Multimodal Uncertainty Reduction for Intention Recognition in Human-Robot Interaction
This work addresses the need for safe and intuitive interaction between assistive robots and elderly or vulnerable humans by reducing uncertainty in intention recognition, though it appears incremental as it builds on existing multimodal fusion techniques.
The paper tackles the problem of recognizing human intentions in human-robot interaction by introducing a multimodal approach that fuses classifiers for speech, gestures, gaze, and scene objects using Bayesian methods to reduce uncertainty. The results show that fused classifiers outperform individual base classifiers with increased accuracy, robustness, and reduced uncertainty in a collaborative task with a 7-DoF robot arm.

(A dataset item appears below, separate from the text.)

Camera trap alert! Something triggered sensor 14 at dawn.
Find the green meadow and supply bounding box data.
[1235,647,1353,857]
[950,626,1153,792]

Assistive robots can potentially improve the quality of life and personal independence of elderly people by supporting everyday life activities. To guarantee a safe and intuitive interaction between human and robot, human intentions need to be recognized automatically. As humans communicate their intentions multimodally, the use of multiple modalities for intention recognition may not just increase the robustness against failure of individual modalities but especially reduce the uncertainty about the intention to be predicted. This is desirable as particularly in direct interaction between robots and potentially vulnerable humans a minimal uncertainty about the situation as well as knowledge about this actual uncertainty is necessary. Thus, in contrast to existing methods, in this work a new approach for multimodal intention recognition is introduced that focuses on uncertainty reduction through classifier fusion. For the four considered modalities speech, gestures, gaze directions and scene objects individual intention classifiers are trained, all of which output a probability distribution over all possible intentions. By combining these output distributions using the Bayesian method Independent Opinion Pool the uncertainty about the intention to be recognized can be decreased. The approach is evaluated in a collaborative human-robot interaction task with a 7-DoF robot arm. The results show that fused classifiers which combine multiple modalities outperform the respective individual base classifiers with respect to increased accuracy, robustness, and reduced uncertainty.